With the memory allocated for reading, let's proceed to actually read the file:
status = kernel.read(&header_size, header_buffer);
if (status != .Success) {
log.err("Failed to read kernel ELF header.", .{});
return status;
}
At this point, we have successfully read the ELF header of the Ymir kernel. The size of the data read is stored in header_size
. Please try running this on QEMU to verify that it works correctly.
Parsing ELF Header
Finally, we parse the loaded ELF header. The structure of the ELF header is quite simple, so you could write your own parser. However, as we saw earlier, Zig provides the std.elf.Elf64_Ehdr
struct to represent the ELF header. We will use this struct here3:
const elf_header = elf.Header.parse(header_buffer[0..@sizeOf(elf.Elf64_Ehdr)]) catch |err| {
log.err("Failed to parse kernel ELF header: {?}", .{err});
return .Aborted;
};
log.info("Parsed kernel ELF header.", .{});
That's all it takes. Simple, isn't it? To verify that the parsing was done correctly, let's output some of the fields:
log.debug(
\\Kernel ELF information:
\\ Entry Point : 0x{X}
\\ Is 64-bit : {d}
\\ # of Program Headers: {d}
\\ # of Section Headers: {d}
,
.{
elf_header.entry,
@intFromBool(elf_header.is_64),
elf_header.phnum,
elf_header.shnum,
},
);
The output will look like this:
[INFO ] (surtr): Initialized bootloader log.

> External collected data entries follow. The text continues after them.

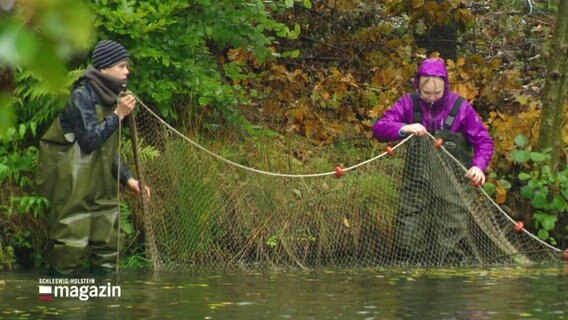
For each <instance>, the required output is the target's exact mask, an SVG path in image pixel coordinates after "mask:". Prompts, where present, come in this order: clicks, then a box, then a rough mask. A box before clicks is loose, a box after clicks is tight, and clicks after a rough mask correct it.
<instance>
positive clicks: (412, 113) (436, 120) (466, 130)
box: [373, 58, 493, 170]
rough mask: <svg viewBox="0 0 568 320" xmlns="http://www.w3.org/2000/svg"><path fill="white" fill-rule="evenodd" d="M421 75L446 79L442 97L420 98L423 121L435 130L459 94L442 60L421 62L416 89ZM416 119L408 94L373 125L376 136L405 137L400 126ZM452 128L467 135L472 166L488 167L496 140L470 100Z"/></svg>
mask: <svg viewBox="0 0 568 320" xmlns="http://www.w3.org/2000/svg"><path fill="white" fill-rule="evenodd" d="M421 76H436V77H440V78H442V79H444V95H443V96H442V98H440V99H438V100H436V101H435V102H434V103H433V104H430V103H428V102H426V101H424V100H422V99H419V104H420V110H421V111H422V121H421V124H422V125H424V126H425V127H426V129H428V130H429V131H431V132H434V131H436V130H440V129H442V128H443V122H444V120H445V119H446V117H447V116H448V114H449V113H450V110H451V108H452V106H453V104H454V102H455V101H456V99H457V98H458V94H457V93H455V92H451V91H450V84H449V81H448V71H447V70H446V66H445V64H444V61H443V60H442V59H439V58H436V59H426V60H424V61H423V62H422V63H421V64H420V66H419V67H418V71H417V72H416V77H415V79H414V88H415V89H418V84H419V81H420V77H421ZM413 122H414V113H413V108H412V98H411V96H410V94H405V95H404V96H402V97H401V98H400V99H398V101H396V102H395V103H394V105H392V107H391V108H390V109H389V110H387V111H386V112H385V113H384V114H383V116H382V117H381V118H380V119H379V120H378V121H377V122H376V123H375V124H374V125H373V136H374V137H375V138H376V139H377V140H379V141H381V142H388V141H395V140H399V139H401V138H402V137H403V136H401V135H400V134H399V132H400V128H402V126H404V125H406V124H411V123H413ZM450 131H452V132H461V133H462V134H463V136H464V138H465V139H466V140H467V141H468V142H469V143H471V144H472V146H473V159H472V161H471V163H470V165H471V166H477V167H479V168H480V169H481V170H485V169H486V168H487V166H488V165H489V163H490V162H491V157H492V155H493V140H492V139H491V137H490V136H489V132H488V131H487V128H486V127H485V125H484V124H483V122H482V121H481V119H480V118H479V116H478V115H477V113H476V112H475V110H474V109H473V107H472V106H471V104H470V103H469V102H468V101H464V102H463V103H462V105H461V107H460V109H459V111H458V114H457V115H456V118H455V120H454V124H453V125H452V127H451V128H450Z"/></svg>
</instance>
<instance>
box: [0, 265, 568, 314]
mask: <svg viewBox="0 0 568 320" xmlns="http://www.w3.org/2000/svg"><path fill="white" fill-rule="evenodd" d="M42 271H43V270H35V271H25V272H23V271H12V272H3V273H2V272H0V319H97V320H98V319H101V320H103V319H121V320H122V319H421V320H425V319H499V320H504V319H568V264H564V265H562V264H560V265H554V266H539V267H522V268H521V267H515V268H511V267H502V268H488V269H406V268H392V269H357V270H353V269H349V270H318V271H293V272H285V271H281V272H262V273H242V272H239V273H235V272H153V271H150V270H140V269H122V270H121V271H120V273H119V275H118V276H113V277H111V278H109V279H104V278H94V279H93V278H89V276H87V277H86V278H76V279H72V280H73V281H74V282H73V283H67V284H64V286H66V287H67V288H70V287H72V286H75V287H84V286H86V287H89V288H90V289H89V290H91V293H92V296H88V294H86V293H85V294H84V295H83V297H82V298H83V299H82V300H81V295H77V294H75V296H73V295H72V291H73V290H70V291H67V292H64V291H60V292H59V293H58V296H55V293H54V291H55V290H56V289H55V287H56V286H60V287H61V286H62V284H55V283H53V282H50V281H53V280H51V279H49V278H46V277H45V276H44V273H42ZM81 282H83V283H81ZM93 287H94V288H93ZM100 287H106V288H109V289H113V290H105V291H108V292H114V295H115V297H108V295H109V294H107V297H104V296H102V290H103V289H101V288H100ZM46 288H49V289H46ZM40 290H41V291H42V292H41V293H42V294H41V295H40ZM46 290H47V291H49V290H51V291H52V292H51V294H49V293H46V292H47V291H46ZM77 290H80V289H77ZM77 292H78V291H75V293H77ZM118 293H120V297H118ZM63 294H67V296H65V297H62V296H61V295H63ZM89 294H90V293H89ZM95 294H98V295H99V296H98V297H96V296H95ZM40 298H41V299H51V300H40Z"/></svg>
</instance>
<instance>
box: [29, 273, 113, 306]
mask: <svg viewBox="0 0 568 320" xmlns="http://www.w3.org/2000/svg"><path fill="white" fill-rule="evenodd" d="M121 296H122V289H121V288H120V286H119V285H112V284H111V283H110V282H107V283H106V285H96V283H95V279H92V278H61V279H59V278H55V279H50V278H47V279H39V300H42V301H51V300H53V299H59V298H66V299H67V298H71V299H79V300H81V301H87V300H89V299H92V298H120V297H121Z"/></svg>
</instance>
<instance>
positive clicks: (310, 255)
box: [133, 107, 561, 270]
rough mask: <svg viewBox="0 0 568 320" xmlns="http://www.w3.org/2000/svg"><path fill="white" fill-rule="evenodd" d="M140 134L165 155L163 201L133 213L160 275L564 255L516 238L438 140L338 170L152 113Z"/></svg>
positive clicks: (409, 143) (144, 114)
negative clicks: (319, 171)
mask: <svg viewBox="0 0 568 320" xmlns="http://www.w3.org/2000/svg"><path fill="white" fill-rule="evenodd" d="M136 123H137V128H138V129H137V130H138V140H139V141H138V145H139V147H140V150H142V151H141V153H142V154H147V153H150V154H153V157H148V156H145V157H142V165H141V168H142V169H143V170H142V171H141V172H142V173H143V178H144V181H145V183H146V184H147V185H149V186H151V187H152V190H153V194H152V198H151V199H150V200H149V201H147V202H146V203H147V208H146V210H145V211H147V212H146V213H145V214H143V215H142V214H141V213H140V211H141V210H140V207H135V208H133V209H134V210H135V211H136V212H138V215H139V216H140V219H142V221H143V228H144V234H145V242H146V247H147V250H148V253H149V256H150V257H151V260H152V264H153V267H154V268H155V269H160V270H177V269H181V270H183V269H196V268H207V269H211V268H223V269H248V270H250V269H259V268H296V267H300V268H318V267H326V268H328V267H376V266H398V265H411V266H454V265H455V266H483V265H500V264H531V263H540V262H546V261H554V260H558V259H559V257H560V254H561V253H560V251H559V250H558V249H556V248H554V247H551V246H549V245H548V244H546V243H544V242H542V241H540V240H539V239H538V238H536V237H534V236H533V235H532V234H530V233H529V232H527V231H526V230H524V229H519V228H516V226H517V224H516V221H514V220H512V219H511V218H510V217H509V216H507V215H506V214H505V213H504V212H503V211H502V210H501V209H500V208H499V207H498V206H497V205H496V204H495V203H494V202H493V201H492V200H491V199H490V197H488V196H487V194H486V193H485V192H484V191H483V189H482V188H480V187H475V186H472V185H471V184H470V183H469V180H467V179H466V178H465V177H464V173H465V169H464V167H463V166H461V165H460V164H459V162H458V161H456V160H455V159H454V158H453V157H452V156H451V155H450V154H449V153H448V152H446V150H445V149H444V148H436V147H435V146H434V144H435V143H434V139H433V137H431V136H426V137H410V138H408V139H406V140H403V141H401V142H400V143H399V144H397V145H393V146H392V148H391V147H389V148H388V151H385V152H382V153H381V154H379V155H377V156H376V157H374V158H371V159H369V160H366V161H364V162H360V163H358V164H355V165H353V166H351V167H347V166H346V167H345V168H343V169H341V168H339V167H338V168H336V169H333V168H335V167H336V166H337V164H333V163H331V161H325V160H321V159H319V160H318V161H319V162H320V163H316V164H309V163H308V164H306V162H300V161H297V159H296V157H297V156H298V155H297V154H293V153H292V152H290V153H289V154H281V155H279V156H277V157H273V156H270V154H269V152H267V154H263V153H262V147H258V146H257V150H261V152H258V153H256V154H253V155H250V154H248V155H246V156H243V150H245V151H246V148H245V147H244V146H243V145H242V142H239V141H230V140H224V141H219V140H218V139H209V140H208V139H206V137H204V135H196V134H194V133H192V134H188V133H182V132H179V131H177V130H175V129H173V128H172V127H170V126H169V125H167V124H166V123H165V122H164V121H162V120H161V119H160V118H159V117H157V116H156V115H155V114H154V113H152V112H151V111H150V110H149V109H147V108H146V107H141V108H140V110H139V112H138V113H137V115H136ZM271 141H272V142H273V143H278V141H279V139H271ZM239 143H240V144H239ZM385 150H387V149H385ZM251 159H252V160H251ZM249 162H250V163H249ZM310 165H312V166H310ZM272 167H275V168H283V167H285V168H288V171H287V172H286V173H277V172H272V171H271V170H270V169H271V168H272ZM314 167H317V168H326V169H325V170H323V171H320V172H319V173H313V172H310V170H313V168H314Z"/></svg>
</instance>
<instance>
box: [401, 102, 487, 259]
mask: <svg viewBox="0 0 568 320" xmlns="http://www.w3.org/2000/svg"><path fill="white" fill-rule="evenodd" d="M412 98H413V102H414V103H413V104H414V122H415V123H416V122H421V120H422V114H421V113H420V107H419V105H418V97H417V95H416V94H413V97H412ZM462 102H463V99H462V98H459V99H458V101H456V103H455V104H454V107H453V108H452V111H451V112H450V114H449V115H448V118H447V119H446V121H444V130H439V131H437V132H436V133H435V136H437V137H441V138H442V139H444V141H451V142H454V143H455V144H456V146H457V145H459V148H462V147H464V149H461V150H462V152H460V156H457V153H455V154H454V153H452V152H451V151H450V149H451V150H456V148H448V146H445V147H446V149H447V150H448V151H450V153H452V155H454V156H455V157H456V158H457V159H459V160H460V162H462V163H464V165H466V166H467V165H469V162H470V161H471V152H469V156H468V150H471V146H469V147H468V146H467V145H468V143H467V142H466V141H465V139H464V138H463V136H462V135H461V134H455V133H452V132H450V131H449V130H450V128H451V126H452V124H453V121H454V119H455V116H456V114H457V111H458V109H459V106H460V105H461V103H462ZM417 118H418V119H417ZM443 136H445V137H446V138H443ZM448 137H451V138H452V139H451V140H449V139H447V138H448ZM407 145H408V149H407V154H406V159H405V167H404V171H403V186H402V190H401V195H400V199H399V208H398V212H397V215H396V218H395V230H396V232H395V233H396V241H397V243H396V245H397V247H398V249H399V250H401V252H402V261H401V262H402V263H410V264H419V265H459V264H473V263H477V262H478V261H479V260H478V254H477V251H478V250H477V248H476V246H475V245H474V244H473V241H472V239H470V237H469V235H470V234H471V233H470V232H469V231H468V230H469V229H470V228H471V226H472V225H471V222H472V221H471V220H472V219H471V218H470V217H469V216H468V214H469V213H468V209H467V207H466V205H465V204H464V203H463V200H462V199H461V197H460V195H459V190H458V189H459V188H462V187H465V186H467V179H466V178H463V179H464V180H463V181H459V182H456V181H452V178H451V174H449V173H448V174H446V172H448V169H447V163H451V162H452V161H453V160H452V159H451V158H450V157H449V156H448V155H447V154H445V153H441V152H440V151H439V150H437V149H435V148H434V147H433V146H432V144H431V143H430V140H429V139H427V138H426V137H415V138H413V139H410V140H409V141H408V144H407ZM468 148H469V149H468ZM448 161H449V162H448Z"/></svg>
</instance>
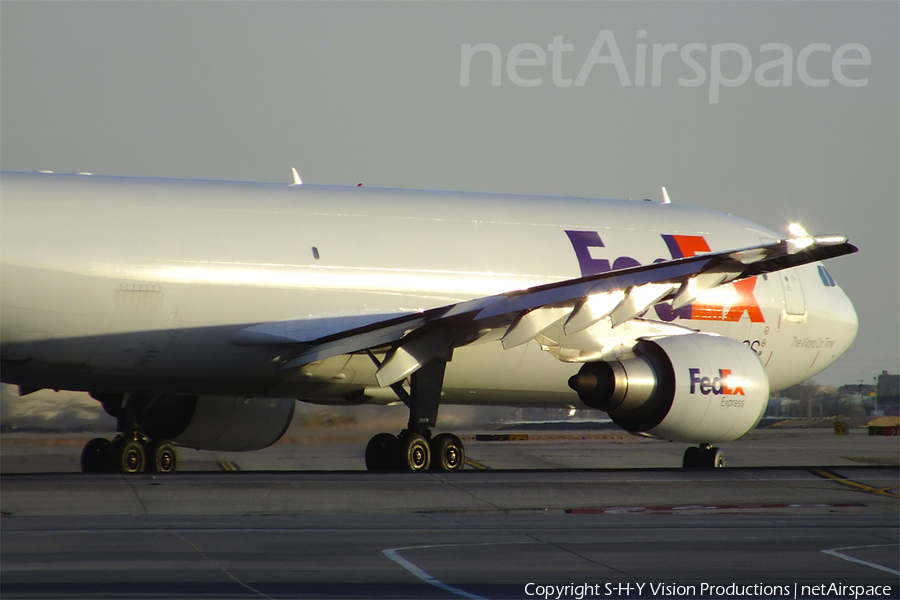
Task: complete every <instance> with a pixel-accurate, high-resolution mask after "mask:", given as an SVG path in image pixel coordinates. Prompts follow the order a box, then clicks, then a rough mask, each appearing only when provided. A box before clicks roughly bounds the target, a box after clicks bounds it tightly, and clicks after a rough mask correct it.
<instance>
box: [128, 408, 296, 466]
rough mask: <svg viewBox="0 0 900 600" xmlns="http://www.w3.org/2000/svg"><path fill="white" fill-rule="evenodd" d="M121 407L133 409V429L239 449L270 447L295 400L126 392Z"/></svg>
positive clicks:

[INFO ] (surtr): Got boot services.
[INFO ] (surtr): Located simple file system protocol.
[INFO ] (surtr): Opened filesystem volume.
[INFO ] (surtr): Opened kernel file.
[INFO ] (surtr): Parsed kernel ELF header.
[DEBUG] (surtr): Kernel ELF information:
Entry Point : 0x10012B0
Is 64-bit : 1
# of Program Headers: 4
# of Section Headers: 16
You can verify the correctness of these values by comparing them with the output of readelf -h
on zig-out/bin/ymir.elf
.
Summary
In this chapter, we created a skeleton of the Ymir kernel and loaded the generated ELF file from the UEFI filesystem into memory. We also parsed the Ymir ELF header using Zig std library. Next, we need to parse the ELF program headers and load each segment into the virtual addresses specified by the ELF file. However, to map these requested virtual addresses to physical addresses, we must set up page tables. In the next chapter, we will implement page table management.
LoaderData
is also the default memory type for UEFI applications.
Surtr/Ymir has no external dependencies whatsoever. However, we use what Zig provides without hesitation. If you prefer not to use even those, try writing your own ELF parser. It can be quite educational.